Handliche Tatwaffe: Wer hätte gedacht, dass der Korkenzieher nicht nur Flaschen köpfen kann? Bild: Picture-Alliance

Im Bann der Adjektive: Die fernseherprobte Autorin Dinah Marte Golch geht mit einem von Hassliebe zusammengeschweißten Ermittlerduo auf Quotenfang. Die Prosa ist dürftig, doch der Plot verblüfft.

          Keine schlechte Idee, im ersten Kapitel den Kommissar und die mit ihm Mörder jagende Psychologin nackt nebeneinander aufwachen zu lassen, ohne dass sich einer der beiden daran erinnern könnte, wie sie in der offenbar arg durchzechten Nacht zuvor im Bett gelandet sind. Und gar nicht übel, gleich im zweiten Kapitel vier Tage zurückzuspringen aus den verkaterten Köpfen des Duos in den vor Angst um ihren verschwundenen Sohn wummernden Schädel einer Mutter, die gerade einen mutmaßlichen Kinderschänder mit dem Korkenzieher eines Schweizer Taschenmessers niedermetzelt.

          Ursula Scheer

          Redakteurin im Feuilleton.

          In der Trickkiste der Aufmerksamkeitsökonomie ist Sex – oder wenigstens ein Techtelmechtel – nun einmal ein sehr probates Mittel, wenn es gilt, den Leser ohne großen Kraftaufwand zu fesseln. Die Wahl der Tatwaffe indes ist regelrecht genial. Funktionieren Krimis nicht meistens nach demselben Schema wie die berühmten Vielzweckmesser der Eidgenossen? Sie wollen handlich sein und doch so tun, als hielten sie eine verwirrende Vielfalt von Möglichkeiten parat. Tatsächlich bleibt das Handwerkszeug, das die potentiell mörderische Klinge aufmotzt, doch ziemlich übersichtlich, weil es standardisiert ist und man nie mehr als ein Gimmick gleichzeitig benutzen kann. Es sei denn, man kaut am Zahnstocher und macht sich mit dem Kapselheber ein Bier auf.

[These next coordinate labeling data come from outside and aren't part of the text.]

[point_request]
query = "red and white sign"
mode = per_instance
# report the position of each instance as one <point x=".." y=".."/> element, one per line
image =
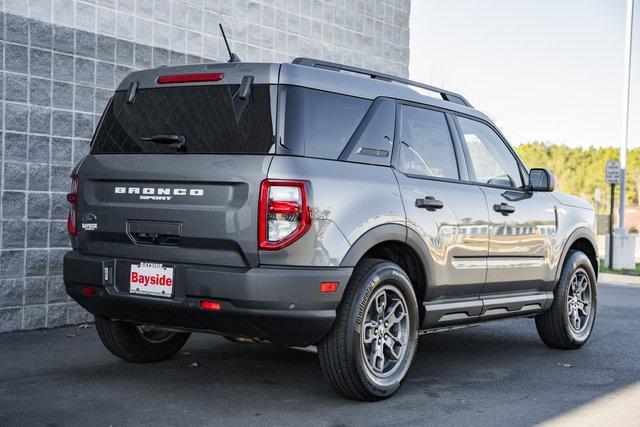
<point x="149" y="278"/>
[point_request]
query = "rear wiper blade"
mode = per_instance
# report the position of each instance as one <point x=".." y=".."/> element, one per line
<point x="175" y="141"/>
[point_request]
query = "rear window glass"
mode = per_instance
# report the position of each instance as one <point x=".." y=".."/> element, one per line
<point x="211" y="118"/>
<point x="321" y="122"/>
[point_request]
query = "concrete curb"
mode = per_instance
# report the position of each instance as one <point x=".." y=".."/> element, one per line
<point x="618" y="278"/>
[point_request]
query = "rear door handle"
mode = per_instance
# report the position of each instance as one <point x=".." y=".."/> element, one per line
<point x="504" y="208"/>
<point x="429" y="203"/>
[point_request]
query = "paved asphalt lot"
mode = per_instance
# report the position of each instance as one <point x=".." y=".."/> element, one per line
<point x="495" y="374"/>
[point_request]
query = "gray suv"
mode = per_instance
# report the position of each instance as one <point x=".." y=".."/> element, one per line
<point x="316" y="204"/>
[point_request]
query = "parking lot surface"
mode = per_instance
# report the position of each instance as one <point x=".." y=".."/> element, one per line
<point x="495" y="374"/>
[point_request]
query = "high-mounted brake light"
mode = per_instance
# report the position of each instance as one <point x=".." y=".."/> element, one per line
<point x="89" y="291"/>
<point x="210" y="305"/>
<point x="283" y="213"/>
<point x="72" y="198"/>
<point x="189" y="78"/>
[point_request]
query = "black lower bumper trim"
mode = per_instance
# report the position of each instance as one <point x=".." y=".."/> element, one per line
<point x="282" y="305"/>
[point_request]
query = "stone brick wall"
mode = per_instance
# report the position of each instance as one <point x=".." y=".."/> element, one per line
<point x="60" y="61"/>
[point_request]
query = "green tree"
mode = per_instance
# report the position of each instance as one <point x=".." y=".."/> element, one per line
<point x="580" y="170"/>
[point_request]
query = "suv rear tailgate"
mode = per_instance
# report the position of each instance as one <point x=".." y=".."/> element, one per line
<point x="197" y="208"/>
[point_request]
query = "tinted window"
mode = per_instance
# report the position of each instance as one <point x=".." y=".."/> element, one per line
<point x="372" y="142"/>
<point x="425" y="144"/>
<point x="321" y="122"/>
<point x="208" y="117"/>
<point x="492" y="161"/>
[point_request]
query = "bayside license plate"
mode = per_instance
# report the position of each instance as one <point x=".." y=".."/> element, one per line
<point x="149" y="278"/>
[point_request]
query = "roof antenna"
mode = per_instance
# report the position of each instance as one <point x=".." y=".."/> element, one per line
<point x="232" y="56"/>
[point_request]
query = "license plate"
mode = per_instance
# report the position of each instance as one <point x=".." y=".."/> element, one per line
<point x="153" y="279"/>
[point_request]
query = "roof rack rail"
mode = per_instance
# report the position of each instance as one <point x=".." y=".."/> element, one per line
<point x="326" y="65"/>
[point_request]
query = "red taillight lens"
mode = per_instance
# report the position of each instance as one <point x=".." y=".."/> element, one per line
<point x="189" y="78"/>
<point x="283" y="213"/>
<point x="210" y="305"/>
<point x="72" y="198"/>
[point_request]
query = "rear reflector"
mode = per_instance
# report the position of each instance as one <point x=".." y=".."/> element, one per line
<point x="189" y="78"/>
<point x="210" y="305"/>
<point x="89" y="292"/>
<point x="72" y="198"/>
<point x="328" y="287"/>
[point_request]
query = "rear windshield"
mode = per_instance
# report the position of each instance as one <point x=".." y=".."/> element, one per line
<point x="212" y="119"/>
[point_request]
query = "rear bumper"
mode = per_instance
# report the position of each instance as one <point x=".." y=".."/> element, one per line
<point x="282" y="305"/>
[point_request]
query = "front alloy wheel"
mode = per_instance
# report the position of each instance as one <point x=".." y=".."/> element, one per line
<point x="579" y="301"/>
<point x="569" y="321"/>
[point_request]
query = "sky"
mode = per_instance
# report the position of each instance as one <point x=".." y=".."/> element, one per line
<point x="543" y="70"/>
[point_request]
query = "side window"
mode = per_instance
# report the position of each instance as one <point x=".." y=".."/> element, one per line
<point x="492" y="162"/>
<point x="372" y="142"/>
<point x="321" y="122"/>
<point x="425" y="143"/>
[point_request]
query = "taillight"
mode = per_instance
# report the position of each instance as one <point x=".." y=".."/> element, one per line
<point x="283" y="213"/>
<point x="72" y="198"/>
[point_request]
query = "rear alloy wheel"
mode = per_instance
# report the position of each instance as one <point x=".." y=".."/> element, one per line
<point x="139" y="343"/>
<point x="371" y="345"/>
<point x="569" y="321"/>
<point x="384" y="335"/>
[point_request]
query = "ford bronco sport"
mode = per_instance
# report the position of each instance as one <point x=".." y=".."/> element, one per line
<point x="313" y="203"/>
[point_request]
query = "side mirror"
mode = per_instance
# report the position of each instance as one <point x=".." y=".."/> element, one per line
<point x="541" y="180"/>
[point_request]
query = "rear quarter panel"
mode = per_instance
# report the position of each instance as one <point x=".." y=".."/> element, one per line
<point x="348" y="199"/>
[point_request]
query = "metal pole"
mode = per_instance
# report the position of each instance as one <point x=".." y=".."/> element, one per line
<point x="613" y="190"/>
<point x="626" y="100"/>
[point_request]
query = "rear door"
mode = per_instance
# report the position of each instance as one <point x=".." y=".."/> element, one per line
<point x="450" y="216"/>
<point x="522" y="223"/>
<point x="145" y="197"/>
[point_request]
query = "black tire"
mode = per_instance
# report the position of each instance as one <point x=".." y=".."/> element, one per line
<point x="128" y="342"/>
<point x="342" y="352"/>
<point x="555" y="327"/>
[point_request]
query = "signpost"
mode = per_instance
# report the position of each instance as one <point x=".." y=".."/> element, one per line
<point x="612" y="177"/>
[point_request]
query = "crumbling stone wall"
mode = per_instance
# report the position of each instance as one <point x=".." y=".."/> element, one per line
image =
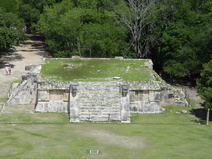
<point x="98" y="101"/>
<point x="95" y="101"/>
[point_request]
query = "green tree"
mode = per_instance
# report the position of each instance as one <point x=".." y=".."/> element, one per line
<point x="11" y="30"/>
<point x="204" y="86"/>
<point x="81" y="29"/>
<point x="183" y="36"/>
<point x="10" y="5"/>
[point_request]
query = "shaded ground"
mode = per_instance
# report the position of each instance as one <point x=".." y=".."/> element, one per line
<point x="29" y="52"/>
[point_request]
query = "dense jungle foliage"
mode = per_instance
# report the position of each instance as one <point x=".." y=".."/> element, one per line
<point x="175" y="34"/>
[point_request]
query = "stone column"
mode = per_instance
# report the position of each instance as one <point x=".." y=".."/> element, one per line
<point x="73" y="105"/>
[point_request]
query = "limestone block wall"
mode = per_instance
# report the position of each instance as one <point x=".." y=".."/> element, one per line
<point x="24" y="92"/>
<point x="99" y="101"/>
<point x="52" y="96"/>
<point x="145" y="101"/>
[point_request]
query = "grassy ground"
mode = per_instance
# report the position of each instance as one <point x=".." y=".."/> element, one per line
<point x="24" y="134"/>
<point x="95" y="70"/>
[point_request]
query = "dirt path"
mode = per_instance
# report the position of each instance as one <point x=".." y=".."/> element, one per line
<point x="29" y="52"/>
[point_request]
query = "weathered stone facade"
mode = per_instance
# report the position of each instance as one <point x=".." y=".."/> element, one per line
<point x="95" y="101"/>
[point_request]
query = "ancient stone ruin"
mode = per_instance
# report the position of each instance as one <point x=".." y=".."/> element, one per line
<point x="95" y="101"/>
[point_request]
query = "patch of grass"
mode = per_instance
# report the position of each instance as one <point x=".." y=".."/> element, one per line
<point x="95" y="70"/>
<point x="50" y="135"/>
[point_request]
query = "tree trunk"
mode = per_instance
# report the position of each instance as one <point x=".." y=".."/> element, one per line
<point x="207" y="118"/>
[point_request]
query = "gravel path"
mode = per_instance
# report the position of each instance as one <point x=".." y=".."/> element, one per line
<point x="29" y="52"/>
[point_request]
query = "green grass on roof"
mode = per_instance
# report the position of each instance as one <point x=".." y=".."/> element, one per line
<point x="95" y="70"/>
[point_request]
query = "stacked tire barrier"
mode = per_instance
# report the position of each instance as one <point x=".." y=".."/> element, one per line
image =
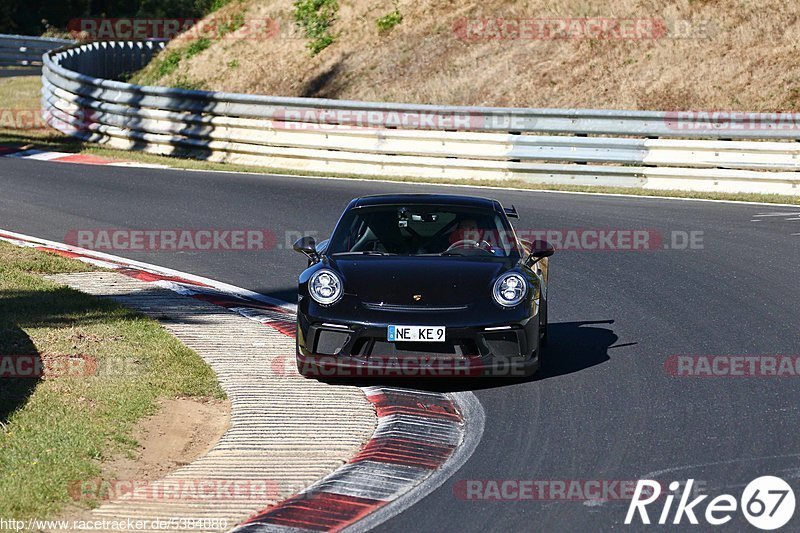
<point x="721" y="152"/>
<point x="18" y="50"/>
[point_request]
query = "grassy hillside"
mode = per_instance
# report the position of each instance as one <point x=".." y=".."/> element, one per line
<point x="701" y="54"/>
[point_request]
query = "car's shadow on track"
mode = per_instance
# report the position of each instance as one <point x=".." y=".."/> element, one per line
<point x="572" y="347"/>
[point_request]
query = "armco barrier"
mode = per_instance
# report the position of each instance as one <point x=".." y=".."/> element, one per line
<point x="19" y="50"/>
<point x="740" y="152"/>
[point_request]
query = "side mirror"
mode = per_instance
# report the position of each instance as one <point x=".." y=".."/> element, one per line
<point x="308" y="247"/>
<point x="539" y="250"/>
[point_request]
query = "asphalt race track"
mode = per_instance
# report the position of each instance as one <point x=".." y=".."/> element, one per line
<point x="604" y="407"/>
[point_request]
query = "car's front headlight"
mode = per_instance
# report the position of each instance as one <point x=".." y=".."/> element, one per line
<point x="510" y="289"/>
<point x="325" y="287"/>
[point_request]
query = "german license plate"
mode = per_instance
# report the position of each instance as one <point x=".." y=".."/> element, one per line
<point x="416" y="334"/>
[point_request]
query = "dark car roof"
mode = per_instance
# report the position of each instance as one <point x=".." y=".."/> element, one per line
<point x="427" y="199"/>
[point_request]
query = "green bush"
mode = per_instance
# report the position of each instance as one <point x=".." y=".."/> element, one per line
<point x="315" y="18"/>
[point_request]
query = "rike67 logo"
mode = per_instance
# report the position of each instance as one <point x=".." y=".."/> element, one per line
<point x="767" y="503"/>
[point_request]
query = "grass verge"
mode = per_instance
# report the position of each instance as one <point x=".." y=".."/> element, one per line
<point x="59" y="428"/>
<point x="49" y="139"/>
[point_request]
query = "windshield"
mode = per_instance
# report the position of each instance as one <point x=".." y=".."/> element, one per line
<point x="423" y="230"/>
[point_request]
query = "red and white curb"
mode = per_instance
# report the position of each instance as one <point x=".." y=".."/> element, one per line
<point x="66" y="157"/>
<point x="421" y="440"/>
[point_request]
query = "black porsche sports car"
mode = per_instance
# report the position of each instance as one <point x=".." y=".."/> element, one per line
<point x="422" y="285"/>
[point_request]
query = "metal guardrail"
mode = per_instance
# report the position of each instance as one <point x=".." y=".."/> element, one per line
<point x="583" y="147"/>
<point x="18" y="50"/>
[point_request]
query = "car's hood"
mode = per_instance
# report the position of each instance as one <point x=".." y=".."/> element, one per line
<point x="435" y="281"/>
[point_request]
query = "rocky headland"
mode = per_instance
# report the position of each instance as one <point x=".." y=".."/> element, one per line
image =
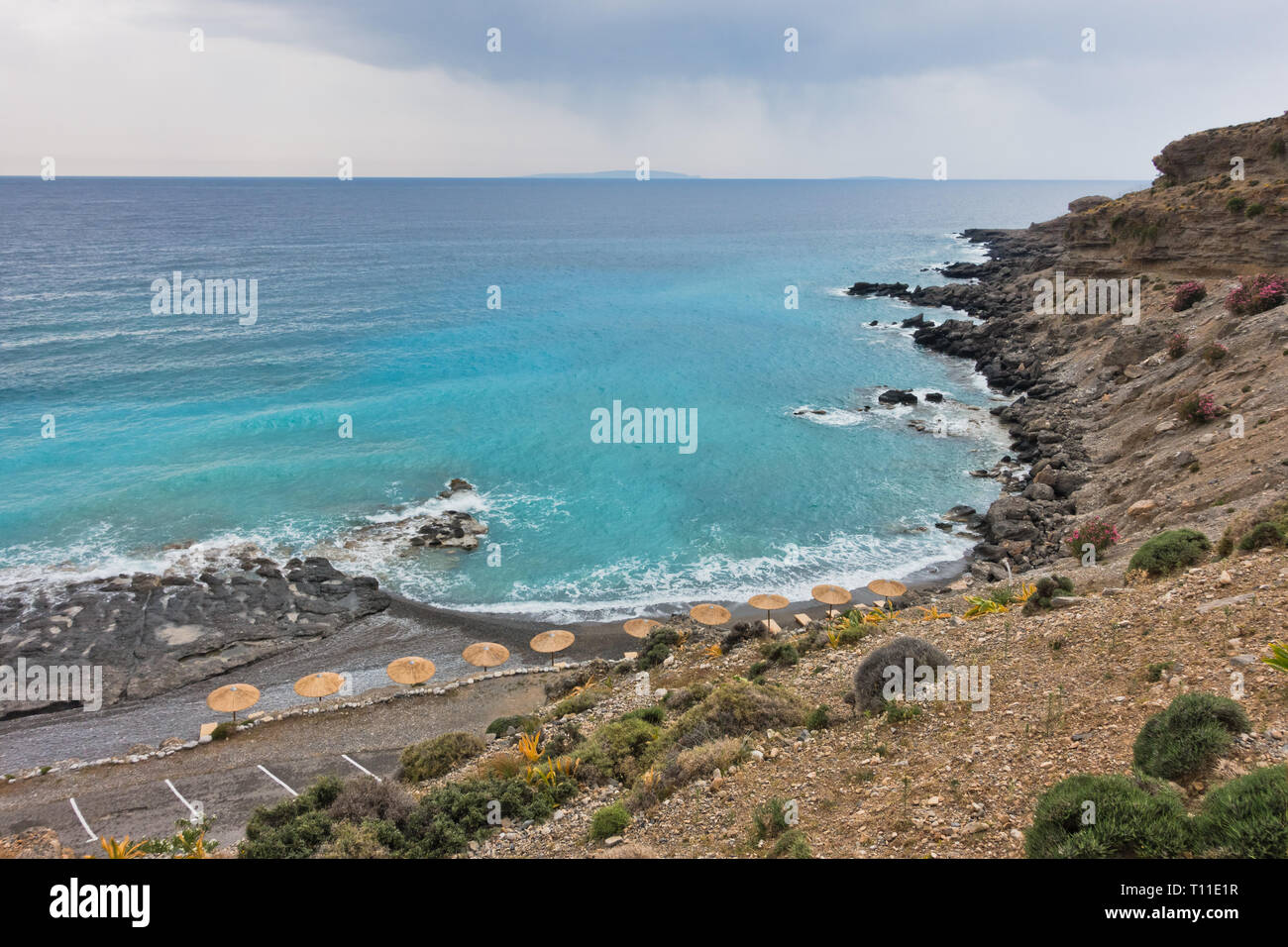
<point x="1096" y="412"/>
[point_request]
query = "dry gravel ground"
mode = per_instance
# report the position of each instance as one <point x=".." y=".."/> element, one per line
<point x="1069" y="690"/>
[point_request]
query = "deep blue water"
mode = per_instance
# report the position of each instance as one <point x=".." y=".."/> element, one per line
<point x="373" y="303"/>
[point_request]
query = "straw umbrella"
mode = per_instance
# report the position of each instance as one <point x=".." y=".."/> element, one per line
<point x="769" y="603"/>
<point x="887" y="589"/>
<point x="639" y="628"/>
<point x="829" y="595"/>
<point x="232" y="697"/>
<point x="709" y="613"/>
<point x="552" y="642"/>
<point x="411" y="671"/>
<point x="321" y="684"/>
<point x="485" y="655"/>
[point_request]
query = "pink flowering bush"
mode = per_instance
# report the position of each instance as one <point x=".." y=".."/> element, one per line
<point x="1257" y="294"/>
<point x="1188" y="294"/>
<point x="1099" y="532"/>
<point x="1198" y="408"/>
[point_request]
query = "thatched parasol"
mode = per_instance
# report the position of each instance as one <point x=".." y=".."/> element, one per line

          Schön der Reihe nach klappt jedenfalls Dinah Marte Golch in „Die fehlende Stunde“, ihrem zweiten Kriminalroman um den Hauptkommissar Sigi Kamm und die Psychotherapeutin Alicia Behrens, das Besteck aus. Es gibt zwei Ermittler, die einander in zarter Abneigung zugetan sind, zwei verschwundene Kinder, von denen eines betäubt in einem Wald gefunden wird, das andere tot. Es gibt zwei alleinstehende Mütter, die ob der Geschehnisse den Verstand zu verlieren scheinen, einen toten Tatverdächtigen (den mit dem Korkenzieher Massakrierten) und zwei lebende: einen Polizisten und den beiden Frauen verdächtig nahestehenden Vater von Zwillingssöhnen – womit das Verdopplungsmotiv bis zur DNA fortgetrieben wäre. Es gibt zähnefletschende Hunde und jede Menge Eichenprozessionsspinner, was keine flapsige Bezeichnung für psychiatrische Härtefälle ist, sondern für eine Raupenart, die höchst kriminell wirkende Spuren hinterlässt.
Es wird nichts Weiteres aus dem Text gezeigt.